Bad news for a primary insurance company and good news for the excess insurers comes from the trial court’s decision finding multiple occurrences on remand in the Kaiser Cement case (Truck Ins. Exchg. v. Kaiser Cement, et al., Los Angeles Superior Court, Case No. BC249550 [Order 1/24/08]).  The number of occurrence issue is of major importance to insurers and their insureds in asbestos, construction, sexual abuse, and other multiple-claimant coverage disputes.  
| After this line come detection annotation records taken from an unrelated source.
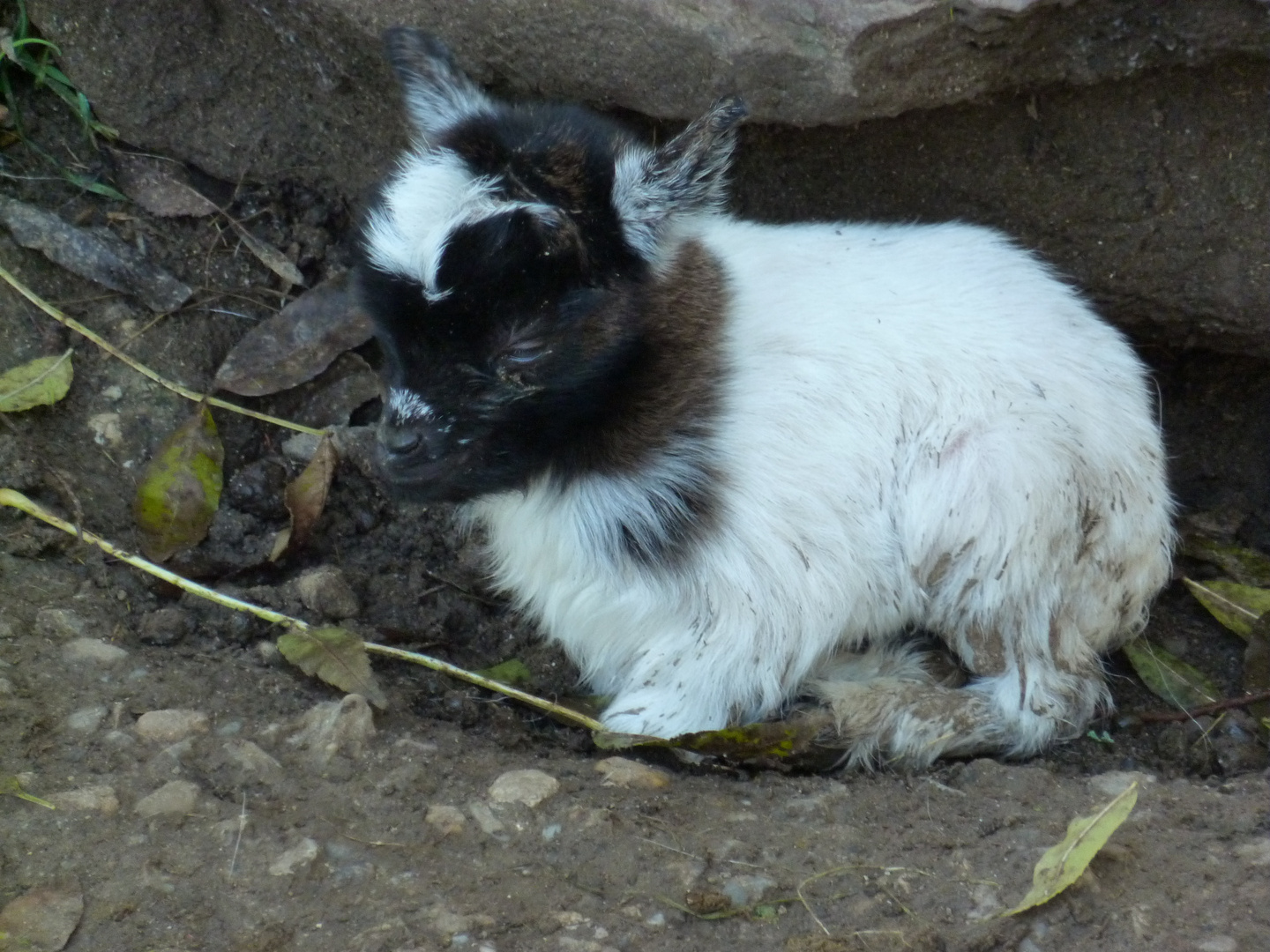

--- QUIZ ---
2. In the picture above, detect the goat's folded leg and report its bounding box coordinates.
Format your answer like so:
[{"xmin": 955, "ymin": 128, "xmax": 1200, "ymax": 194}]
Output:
[{"xmin": 813, "ymin": 649, "xmax": 1109, "ymax": 768}]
The California Court of Appeal (Second Appellate District [Los Angeles]) in 2007 ruled that Truck Insurance Exchange was wrong in asserting that its payment of claims had exhausted its policies’ occurrence limits because, the court held, the occurrence under Truck’s policies was the injurious exposure to asbestos, not the manufacture and distribution of products containing asbestos. London Market Insurers v. Superior Court (Truck Ins. Exchg.) (2007) 146 Cal.App.4th 648 (review denied). Truck’s position had been that all asbestos-related claims in any given year arose from a single occurrence because all the claims had the same underlying cause, i.e., “the design, manufacture and distribution by Kaiser and its subsidiaries of asbestos-bearing products.” The appellate court also concluded that, given its ruling, it could not make a decision on the number of occurrences based on the record before it and remanded the case to the trial court for further proceedings.

On remand, the trial court held that, based on the policies’ language and in light of the stipulated facts, Truck failed to prove the claims could be aggregated and, thus, each claim of asbestos bodily injury was a separate and distinct occurrence under Truck's 19 policies.

Truck’s policies had two different occurrence definitions and aggregating clauses. From 1964 to 1974 the policies had a “one lot” clause which provided that “all damages arising out of one prepared or acquired lot of goods or products” arose out of one occurrence. Truck argued that under this provision, claims from exposure to products produced at the same manufacturing facility should be deemed one occurrence. Based on the appellate court’s decision, the trial court held the focus had to be on the exposure rather than the manufacturing process. Truck had stipulated that the number of product lines was not known and that individual claims could not be connected with particular product lines. Therefore, Truck failed to meet its burden to demonstrate that the “one lot” clause aggregated particular claims.

From 1974 to 1983, the Truck policies had a “premises deemer” clause which provided that exposure to substantially the same general conditions “at or emanating from each premises location” was one occurrence. Truck argued all claims were one occurrence as they arose from exposure to products produced at the same Kaiser manufacturing facility or, alternatively, because them were due to the same corporate decision (or multiple corporate decisions from the same location) to place asbestos in products.  The trial court was not persuaded. Relying on Judge Ira Brown’s decisions from the coordinated asbestos proceedings in 1990, the court held that the premises location in a deemer clause could not refer to the plant from which the products were shipped or distributed since that is not where the exposure to asbestos occurred. Furthermore, Truck stipulated that it could not connect the claimant’s injuries to a particular plant. As to the corporate decision argument, the appellate court already decided that was not the correct focus, since it was not the exposure to asbestos. Besides, there was no evidence of one decision to incorporate asbestos into all Kaiser products.

Truck had stipulated that if the court found Truck’s aggregation arguments unpersuasive, then each asbestos bodily injury claimant must be treated as a separate occurrence. Thus, that is what the trial court concluded.